Freestyle Skier Gus Kenworthy was relatively unknown until the 2014 Sochi Winter Olympics, where he won a silver medal and also garnered media attention for adopting stray dogs in Russia. That changed when he came out as gay in October 2015. He was greeted with support from friends, family, and fans. Kenworthy described it as an “instant relief” to The Washington Post, after having to repeatedly lie when asked questions on whether or not he had a girlfriend since he turned pro. He also talked about how it was extremely difficult for him to hide his sexuality in such a testosterone charged sport, telling ESPN that “In skiing, there’s such an alpha male thing about pulling the hottest chicks.” Now, just over two years later, Kenworthy says that coming out not only landed him massive publicity and sponsorships, but has also helped his performance in both the halfpipe and slopestyle events, according to The Washington Post. After winning the halfpipe and slopestyle events at the Grand Prix in Mammoth Lakes, and medaled in both events at the X Games, Kenworthy is set to win medals in the same events in the PyeongChang Winter Olympics.

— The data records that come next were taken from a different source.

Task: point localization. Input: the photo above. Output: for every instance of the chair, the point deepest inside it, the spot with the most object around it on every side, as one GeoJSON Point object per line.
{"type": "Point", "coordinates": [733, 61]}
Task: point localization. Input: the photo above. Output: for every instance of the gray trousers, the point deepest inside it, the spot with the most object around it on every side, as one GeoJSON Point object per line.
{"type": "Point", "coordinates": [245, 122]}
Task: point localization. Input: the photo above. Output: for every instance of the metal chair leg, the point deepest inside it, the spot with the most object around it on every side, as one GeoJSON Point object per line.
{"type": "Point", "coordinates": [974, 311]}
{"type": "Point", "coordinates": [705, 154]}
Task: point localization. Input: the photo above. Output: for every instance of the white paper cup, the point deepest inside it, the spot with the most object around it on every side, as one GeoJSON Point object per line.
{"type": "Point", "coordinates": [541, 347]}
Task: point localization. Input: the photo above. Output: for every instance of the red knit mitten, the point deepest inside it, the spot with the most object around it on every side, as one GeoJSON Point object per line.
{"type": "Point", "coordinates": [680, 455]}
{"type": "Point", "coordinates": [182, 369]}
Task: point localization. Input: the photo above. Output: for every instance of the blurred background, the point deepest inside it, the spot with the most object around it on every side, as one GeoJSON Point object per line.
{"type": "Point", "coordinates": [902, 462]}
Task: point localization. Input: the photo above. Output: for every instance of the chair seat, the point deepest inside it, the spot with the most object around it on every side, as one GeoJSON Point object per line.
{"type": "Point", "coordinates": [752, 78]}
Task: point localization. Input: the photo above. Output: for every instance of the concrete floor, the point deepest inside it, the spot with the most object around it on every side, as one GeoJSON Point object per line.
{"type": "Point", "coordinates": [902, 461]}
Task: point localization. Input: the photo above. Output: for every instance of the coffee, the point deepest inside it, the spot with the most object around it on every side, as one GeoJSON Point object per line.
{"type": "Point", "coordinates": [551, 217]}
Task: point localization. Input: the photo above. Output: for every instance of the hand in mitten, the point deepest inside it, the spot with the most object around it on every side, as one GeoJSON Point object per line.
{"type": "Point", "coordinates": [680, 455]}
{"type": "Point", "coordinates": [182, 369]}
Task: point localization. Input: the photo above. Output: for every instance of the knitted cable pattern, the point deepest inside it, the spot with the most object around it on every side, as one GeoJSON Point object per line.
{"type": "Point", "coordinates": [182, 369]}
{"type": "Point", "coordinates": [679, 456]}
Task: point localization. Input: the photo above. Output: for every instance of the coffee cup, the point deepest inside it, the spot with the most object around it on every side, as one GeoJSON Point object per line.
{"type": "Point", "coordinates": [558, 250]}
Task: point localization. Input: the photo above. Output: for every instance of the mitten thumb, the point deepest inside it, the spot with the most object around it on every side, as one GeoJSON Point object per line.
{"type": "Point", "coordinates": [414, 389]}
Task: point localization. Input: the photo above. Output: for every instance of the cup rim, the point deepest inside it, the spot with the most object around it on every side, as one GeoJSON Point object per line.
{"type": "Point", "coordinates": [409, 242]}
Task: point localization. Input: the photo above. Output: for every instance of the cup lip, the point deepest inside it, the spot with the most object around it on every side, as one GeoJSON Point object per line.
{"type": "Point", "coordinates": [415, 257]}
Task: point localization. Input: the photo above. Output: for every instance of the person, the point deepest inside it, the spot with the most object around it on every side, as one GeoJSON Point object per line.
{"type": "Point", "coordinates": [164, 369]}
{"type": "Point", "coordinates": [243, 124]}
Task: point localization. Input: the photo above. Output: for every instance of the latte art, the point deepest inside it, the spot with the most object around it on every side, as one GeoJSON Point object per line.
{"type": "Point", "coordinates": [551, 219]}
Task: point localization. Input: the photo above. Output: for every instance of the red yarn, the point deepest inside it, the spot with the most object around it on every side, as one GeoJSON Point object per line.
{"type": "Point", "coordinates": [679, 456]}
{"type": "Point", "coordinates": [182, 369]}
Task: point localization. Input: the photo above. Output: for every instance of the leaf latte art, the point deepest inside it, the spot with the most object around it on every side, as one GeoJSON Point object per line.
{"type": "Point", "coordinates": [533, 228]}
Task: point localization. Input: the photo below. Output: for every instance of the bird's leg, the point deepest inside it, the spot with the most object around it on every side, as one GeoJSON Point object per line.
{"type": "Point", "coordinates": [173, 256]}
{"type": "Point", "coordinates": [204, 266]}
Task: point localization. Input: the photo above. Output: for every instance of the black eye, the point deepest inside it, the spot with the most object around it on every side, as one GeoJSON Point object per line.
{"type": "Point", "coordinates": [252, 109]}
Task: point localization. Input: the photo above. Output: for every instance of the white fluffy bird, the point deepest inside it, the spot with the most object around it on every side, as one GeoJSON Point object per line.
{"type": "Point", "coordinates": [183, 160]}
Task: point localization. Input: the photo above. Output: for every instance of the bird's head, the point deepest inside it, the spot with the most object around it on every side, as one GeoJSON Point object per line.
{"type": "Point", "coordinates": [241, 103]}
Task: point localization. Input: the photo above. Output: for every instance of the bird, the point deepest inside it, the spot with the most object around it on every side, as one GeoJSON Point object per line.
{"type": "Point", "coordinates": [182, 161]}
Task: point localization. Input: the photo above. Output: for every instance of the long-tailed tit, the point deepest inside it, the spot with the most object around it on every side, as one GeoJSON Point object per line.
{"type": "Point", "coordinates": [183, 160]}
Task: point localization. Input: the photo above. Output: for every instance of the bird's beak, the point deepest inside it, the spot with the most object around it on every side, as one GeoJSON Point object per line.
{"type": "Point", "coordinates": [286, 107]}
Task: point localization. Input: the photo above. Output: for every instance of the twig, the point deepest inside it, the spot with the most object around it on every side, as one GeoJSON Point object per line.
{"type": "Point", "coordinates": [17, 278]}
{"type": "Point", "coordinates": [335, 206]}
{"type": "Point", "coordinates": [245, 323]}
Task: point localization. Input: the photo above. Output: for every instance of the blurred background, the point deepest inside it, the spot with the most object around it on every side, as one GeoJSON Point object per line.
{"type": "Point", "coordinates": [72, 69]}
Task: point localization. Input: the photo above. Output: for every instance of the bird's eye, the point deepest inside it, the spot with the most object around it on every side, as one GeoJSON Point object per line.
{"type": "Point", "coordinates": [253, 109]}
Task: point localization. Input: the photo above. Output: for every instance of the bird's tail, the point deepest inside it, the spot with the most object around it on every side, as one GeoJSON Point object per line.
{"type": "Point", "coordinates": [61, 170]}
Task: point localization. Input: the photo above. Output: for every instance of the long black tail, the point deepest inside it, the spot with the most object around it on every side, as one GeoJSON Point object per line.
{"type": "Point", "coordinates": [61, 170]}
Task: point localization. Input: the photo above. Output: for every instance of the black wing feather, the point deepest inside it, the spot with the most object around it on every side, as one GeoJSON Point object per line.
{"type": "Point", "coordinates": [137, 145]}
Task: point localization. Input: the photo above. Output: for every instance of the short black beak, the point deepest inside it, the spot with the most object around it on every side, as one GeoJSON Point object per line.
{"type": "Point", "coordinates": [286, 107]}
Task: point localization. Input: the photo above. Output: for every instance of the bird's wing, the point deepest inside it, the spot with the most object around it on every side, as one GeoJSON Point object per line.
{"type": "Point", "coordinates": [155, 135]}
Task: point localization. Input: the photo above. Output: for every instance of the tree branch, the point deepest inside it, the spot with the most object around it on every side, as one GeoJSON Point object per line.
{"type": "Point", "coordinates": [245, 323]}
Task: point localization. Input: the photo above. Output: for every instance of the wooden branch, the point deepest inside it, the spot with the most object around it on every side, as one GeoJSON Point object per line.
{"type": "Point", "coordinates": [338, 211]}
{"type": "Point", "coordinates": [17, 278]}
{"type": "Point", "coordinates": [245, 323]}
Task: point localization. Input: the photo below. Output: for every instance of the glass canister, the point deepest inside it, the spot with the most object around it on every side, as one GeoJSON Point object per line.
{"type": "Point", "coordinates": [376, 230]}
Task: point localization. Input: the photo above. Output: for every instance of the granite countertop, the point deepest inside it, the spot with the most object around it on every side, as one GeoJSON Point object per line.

First African-American Woman on US Speed Skating Team Maame Biney
Maame Biney is set to become the first female African-American speed skater and second African-born person to represent the US at the Winter Olympics. Biney, who is 18 years old and was born in Ghana, qualified for the Olympics after finishing first in the 500-meter qualifying race, beating out various former Olympians. The video of the race proceeded to gain more than five million views, garnering attention for the up-and-coming athlete. She started skating at the age of six after immigrating to the US with her father, to whom she credits her success through his emotional and financial support. Biney will be competing in the 500-meter and 1500-meter races in Pyeongchang.
Russia Banned from Olympics for Doping
In December 2017, the International Olympic Committee (IOC) completed its investigation of a Russian state-backed doping scandal at the 2014 Sochi Winter Olympics and found the country guilty of “doping so severe they were without precedent in Olympic history,” according to The New York Times. The IOC’s punishment was that Russia would be banned from attending the 2018 PyeongChang Winter Olympics, with government officials being unable to attend, and the absence of the Russian flag and anthem at the games. The IOC did allow Russian athletes to compete if they could prove a history of rigourous doping testing and pass an exam by an antidoping review panel. Using this loophole, 169 Russian athletes will still compete at the games this year, under a neutral flag, referred to as “Olympic Athletes from Russia.” Furthermore, 28 athletes have appealed to the Court of Arbitration for Sport (C.A.S.) and gotten their bans lifted, but the IOC has said that “The result of the C.A.S. decision does not mean that athletes from the group of 28 will be invited to the Games,” according to The New York Times. Olympic officials have also stated that the ban may be removed in time for the Closing Ceremony of the Olympics, and that the Russian flag may make a reappearance at the ceremony.